Responda sinteticamente às seguintes perguntas, indicando a(s) base(s) legal(ais) que


fundamenta(m) a sua resposta:

A) Prazo mínimo para apresentação de propostas


Qual o prazo mínimo para a apresentação de propostas:

a) Num concurso público sem publicidade internacional:


a.1) Para a celebração de um contrato de empreitada de obras públicas?
a.1.1) A lei prevê alguma possibilidade de redução deste prazo?
a.2) Para a celebração de outros contratos?

b) E num concurso público com publicidade internacional (independentemente do


tipo de contrato)?
b.1) A lei prevê alguma possibilidade de redução destes prazos?

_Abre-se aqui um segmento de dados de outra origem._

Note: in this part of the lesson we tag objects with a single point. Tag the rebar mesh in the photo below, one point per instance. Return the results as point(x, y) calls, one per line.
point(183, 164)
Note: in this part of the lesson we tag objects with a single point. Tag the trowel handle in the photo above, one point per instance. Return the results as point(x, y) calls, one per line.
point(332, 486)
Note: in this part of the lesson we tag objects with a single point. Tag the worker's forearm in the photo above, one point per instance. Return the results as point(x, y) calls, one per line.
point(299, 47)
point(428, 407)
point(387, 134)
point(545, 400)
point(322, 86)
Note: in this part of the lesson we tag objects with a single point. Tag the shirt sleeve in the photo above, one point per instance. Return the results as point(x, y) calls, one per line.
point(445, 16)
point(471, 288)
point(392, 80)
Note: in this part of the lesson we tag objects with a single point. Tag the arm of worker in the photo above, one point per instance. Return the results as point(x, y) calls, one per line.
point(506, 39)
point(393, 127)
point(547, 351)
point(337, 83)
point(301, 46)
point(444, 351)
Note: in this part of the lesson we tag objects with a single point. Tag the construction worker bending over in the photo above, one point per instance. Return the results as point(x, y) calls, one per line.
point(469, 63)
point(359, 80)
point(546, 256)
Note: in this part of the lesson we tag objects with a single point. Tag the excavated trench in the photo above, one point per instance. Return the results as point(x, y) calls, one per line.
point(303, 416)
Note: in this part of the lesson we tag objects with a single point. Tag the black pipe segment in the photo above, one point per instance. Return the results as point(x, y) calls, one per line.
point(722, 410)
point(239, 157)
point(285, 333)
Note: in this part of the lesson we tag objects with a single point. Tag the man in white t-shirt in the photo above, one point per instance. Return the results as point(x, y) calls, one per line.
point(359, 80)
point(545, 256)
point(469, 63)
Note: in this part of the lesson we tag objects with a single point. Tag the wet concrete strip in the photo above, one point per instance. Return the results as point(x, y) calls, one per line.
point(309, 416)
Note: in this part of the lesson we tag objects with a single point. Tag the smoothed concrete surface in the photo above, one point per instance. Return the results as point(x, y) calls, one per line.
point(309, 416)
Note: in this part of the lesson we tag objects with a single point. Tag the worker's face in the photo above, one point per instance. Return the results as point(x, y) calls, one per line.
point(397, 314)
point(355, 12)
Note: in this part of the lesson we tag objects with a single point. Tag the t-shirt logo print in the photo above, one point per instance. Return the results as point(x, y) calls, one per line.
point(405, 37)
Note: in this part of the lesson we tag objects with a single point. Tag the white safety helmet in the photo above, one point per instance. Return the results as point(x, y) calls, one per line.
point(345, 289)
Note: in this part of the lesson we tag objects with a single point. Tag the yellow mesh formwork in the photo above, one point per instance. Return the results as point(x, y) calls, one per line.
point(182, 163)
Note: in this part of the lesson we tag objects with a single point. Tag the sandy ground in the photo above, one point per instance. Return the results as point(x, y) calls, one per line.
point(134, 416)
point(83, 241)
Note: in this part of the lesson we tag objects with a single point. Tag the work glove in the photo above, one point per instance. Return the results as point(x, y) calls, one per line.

c) Qual a regra geral (e norma legal correspondente) aplicável à fixação do prazo de


apresentação de propostas em qualquer procedimento pré-contratual?

B) Esclarecimentos
a) Qual o prazo para os interessados apresentarem pedidos de esclarecimento sobre
as peças do procedimento?
b) Qual é o órgão competente para prestar estes esclarecimentos? E em que prazo
devem os mesmos ser prestados?
c) Quais as consequências do incumprimento do prazo referido na alínea anterior?
d) Qual o valor jurídico dos esclarecimentos?
e) A resposta aos pedidos de esclarecimento está sujeita a algum tipo de
publicidade?

C) Erros e omissões
a) Qual o prazo para os interessados apresentarem listas de erros e omissões
constantes das peças do procedimento?
b) Qual a consequência que a apresentação de listas de erros e omissões tem sobre
o prazo para apresentação de propostas?
c) Qual deve ser o objecto das listas de erros e omissões apresentadas pelos
interessados?
d) Qual é o órgão competente para responder aos erros e omissões? E em que
prazo deve esta resposta ser dada?
e) Quais as consequências do incumprimento do prazo referido na alínea anterior?
f) Qual o valor jurídico da resposta aos erros e omissões?
g) A resposta aos erros e omissões está sujeita a algum tipo de publicidade?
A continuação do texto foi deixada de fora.